# Prove or disprove the series converge conditionally

I have the following series - $$\sum_{n = 1}^\infty {\frac {(-1)^{k(n)}}{n}}$$ when $$k(n)=\begin{cases} 1 &; \quad n \ \text{=3m, for m natural number}\\ 2 &; \quad n \ \text{otherwise}\ . \end{cases}$$

It doesn't converge absolutely because it's similar to the harmonic series , but does it converge conditionally or not ? i would like to get some detailed explanation. Thanks.

• you right , fixed. – GeorgeB May 24 '16 at 20:51
• Have you tried to look at what the sum of three consecutive terms looks like? – Clement C. May 24 '16 at 20:52
• Consider substituting different values for $n$. In other words: $n \to 3m$, $n \to 3m+1$, and $n \to 3m+2$. What happens then? – Dair May 24 '16 at 20:55

So: $$1 + \frac 1 2 - \frac 1 3 + \frac 1 4 +\frac 1 5 - \frac 1 6 + \cdots$$

If you group the terms three at a time, the second term is greater than the third, so if you denote the sum up to $N$ by $S_N$, you get

$$S_{3K+1} > 1 + \frac 1 4 + \cdots + \frac 1 {3K+1}$$

You should be able to show that this subsequence goes to $+\infty$ so the original series is not convergent.

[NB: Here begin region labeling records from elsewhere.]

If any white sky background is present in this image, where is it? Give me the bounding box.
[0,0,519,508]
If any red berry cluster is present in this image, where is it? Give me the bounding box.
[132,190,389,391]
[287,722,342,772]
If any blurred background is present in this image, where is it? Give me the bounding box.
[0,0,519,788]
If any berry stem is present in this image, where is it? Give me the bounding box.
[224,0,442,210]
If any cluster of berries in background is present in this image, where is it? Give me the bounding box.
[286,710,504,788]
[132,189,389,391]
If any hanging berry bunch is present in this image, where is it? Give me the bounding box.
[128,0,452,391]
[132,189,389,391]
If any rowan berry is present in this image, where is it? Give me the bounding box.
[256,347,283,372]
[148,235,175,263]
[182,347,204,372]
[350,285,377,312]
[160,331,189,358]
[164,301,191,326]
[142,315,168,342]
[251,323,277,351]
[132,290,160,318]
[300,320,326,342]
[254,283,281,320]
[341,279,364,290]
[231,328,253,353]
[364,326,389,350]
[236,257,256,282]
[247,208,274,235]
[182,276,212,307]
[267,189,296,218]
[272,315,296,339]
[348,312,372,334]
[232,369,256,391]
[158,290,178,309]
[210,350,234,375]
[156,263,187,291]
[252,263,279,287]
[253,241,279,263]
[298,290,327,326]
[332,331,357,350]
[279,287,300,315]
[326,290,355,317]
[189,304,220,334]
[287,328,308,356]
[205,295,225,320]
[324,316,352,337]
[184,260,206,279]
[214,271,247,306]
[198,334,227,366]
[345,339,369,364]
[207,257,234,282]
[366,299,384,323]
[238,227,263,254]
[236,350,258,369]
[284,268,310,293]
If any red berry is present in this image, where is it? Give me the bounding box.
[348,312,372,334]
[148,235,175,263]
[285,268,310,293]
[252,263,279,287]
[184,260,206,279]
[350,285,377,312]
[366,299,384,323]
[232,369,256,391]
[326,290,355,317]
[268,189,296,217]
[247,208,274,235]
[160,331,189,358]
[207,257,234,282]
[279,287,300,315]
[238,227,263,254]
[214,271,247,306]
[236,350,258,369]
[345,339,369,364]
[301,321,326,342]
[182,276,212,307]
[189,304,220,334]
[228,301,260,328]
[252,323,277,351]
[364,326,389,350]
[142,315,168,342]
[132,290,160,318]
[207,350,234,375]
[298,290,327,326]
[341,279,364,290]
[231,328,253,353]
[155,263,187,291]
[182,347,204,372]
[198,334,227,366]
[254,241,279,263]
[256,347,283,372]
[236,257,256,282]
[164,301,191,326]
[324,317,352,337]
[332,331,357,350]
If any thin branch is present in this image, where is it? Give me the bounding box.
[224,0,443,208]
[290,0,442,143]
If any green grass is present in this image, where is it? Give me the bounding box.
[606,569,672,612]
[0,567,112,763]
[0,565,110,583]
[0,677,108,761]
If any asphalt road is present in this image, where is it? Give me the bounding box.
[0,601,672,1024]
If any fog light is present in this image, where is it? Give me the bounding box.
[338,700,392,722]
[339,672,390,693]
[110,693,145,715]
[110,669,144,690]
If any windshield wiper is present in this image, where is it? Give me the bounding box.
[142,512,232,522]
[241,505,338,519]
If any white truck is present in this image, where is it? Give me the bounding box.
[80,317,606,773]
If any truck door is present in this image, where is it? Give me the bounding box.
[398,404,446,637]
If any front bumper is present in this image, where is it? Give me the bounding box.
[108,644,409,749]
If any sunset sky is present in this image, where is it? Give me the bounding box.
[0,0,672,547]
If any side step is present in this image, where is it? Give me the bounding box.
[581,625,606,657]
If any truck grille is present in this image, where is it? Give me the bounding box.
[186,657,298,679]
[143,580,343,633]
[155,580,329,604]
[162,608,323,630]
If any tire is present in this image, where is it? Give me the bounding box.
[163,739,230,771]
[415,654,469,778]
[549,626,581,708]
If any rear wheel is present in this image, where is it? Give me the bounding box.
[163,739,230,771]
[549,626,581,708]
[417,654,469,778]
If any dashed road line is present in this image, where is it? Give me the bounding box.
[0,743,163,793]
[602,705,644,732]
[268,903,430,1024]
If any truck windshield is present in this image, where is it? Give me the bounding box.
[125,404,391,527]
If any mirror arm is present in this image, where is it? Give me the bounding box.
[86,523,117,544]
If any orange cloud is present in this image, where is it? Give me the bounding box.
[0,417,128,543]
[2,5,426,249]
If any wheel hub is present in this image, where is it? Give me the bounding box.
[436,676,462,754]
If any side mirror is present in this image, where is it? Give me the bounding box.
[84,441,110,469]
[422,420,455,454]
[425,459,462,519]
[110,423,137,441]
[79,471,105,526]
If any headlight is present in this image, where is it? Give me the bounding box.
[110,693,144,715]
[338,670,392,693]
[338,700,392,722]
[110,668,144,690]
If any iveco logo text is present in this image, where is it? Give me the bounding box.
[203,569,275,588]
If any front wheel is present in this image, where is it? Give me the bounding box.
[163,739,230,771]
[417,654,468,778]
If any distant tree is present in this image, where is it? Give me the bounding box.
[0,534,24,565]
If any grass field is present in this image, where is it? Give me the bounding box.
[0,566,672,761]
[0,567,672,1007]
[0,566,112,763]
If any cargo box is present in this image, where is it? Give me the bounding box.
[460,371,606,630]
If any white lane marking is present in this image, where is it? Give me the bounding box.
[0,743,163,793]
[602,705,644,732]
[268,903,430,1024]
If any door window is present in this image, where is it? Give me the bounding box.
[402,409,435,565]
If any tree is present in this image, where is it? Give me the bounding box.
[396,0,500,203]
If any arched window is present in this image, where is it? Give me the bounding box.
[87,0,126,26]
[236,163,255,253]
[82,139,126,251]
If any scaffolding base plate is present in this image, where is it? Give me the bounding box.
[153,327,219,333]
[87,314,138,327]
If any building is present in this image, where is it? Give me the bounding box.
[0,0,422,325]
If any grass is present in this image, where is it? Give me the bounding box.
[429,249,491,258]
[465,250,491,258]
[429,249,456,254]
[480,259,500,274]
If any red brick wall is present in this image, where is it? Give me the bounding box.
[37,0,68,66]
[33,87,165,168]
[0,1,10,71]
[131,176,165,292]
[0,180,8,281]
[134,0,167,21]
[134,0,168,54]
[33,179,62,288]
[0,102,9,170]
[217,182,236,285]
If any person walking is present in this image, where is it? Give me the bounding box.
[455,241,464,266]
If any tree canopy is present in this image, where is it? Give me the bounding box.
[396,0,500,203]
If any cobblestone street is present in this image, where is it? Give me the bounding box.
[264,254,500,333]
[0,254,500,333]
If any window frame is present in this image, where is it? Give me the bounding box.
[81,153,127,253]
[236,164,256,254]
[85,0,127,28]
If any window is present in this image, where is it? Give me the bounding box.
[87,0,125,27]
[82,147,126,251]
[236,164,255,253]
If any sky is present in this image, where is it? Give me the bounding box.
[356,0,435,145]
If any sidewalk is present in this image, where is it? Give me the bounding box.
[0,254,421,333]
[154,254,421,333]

• Im alittle bit confused - so what is ur $S_N$ ? – GeorgeB May 24 '16 at 21:08
• The sum of the first $N$ terms in the original series. I use 1/2 > 1/3, 1/5 > 1/6, etc. – mathguy May 24 '16 at 21:09
• Did you look at a sub-sum $Sn$ ? I still don't fully understand your inequality. – GeorgeB May 25 '16 at 9:14
• Can i prove the subsequence is not convergence by limit comparison test? – GeorgeB May 25 '16 at 10:59

Condensation is enough: $$\begin{eqnarray*}\sum_{n=1}^{3N+1}\frac{ 1-2\cdot\mathbb{1}_{3\mathbb{Z}}(n) }{n}&=& 1+\sum_{k=1}^{N}\left(\frac{1}{3k-1}-\frac{1}{3k}+\frac{1}{3k+1}\right)\\&=&1+\frac{H_N}{3}+\sum_{k=1}^{N}\frac{2}{(3k-1)(3k)(3k+1)}\end{eqnarray*}$$ where the last term is bounded by $\sum_{k=1}^{+\infty}\frac{2}{(3k-1)(3k)(3k+1)}=-1+\log(3)$, but the previous term grows like $\frac{1}{3}\,\log N$, that is unbounded as $N\to +\infty$.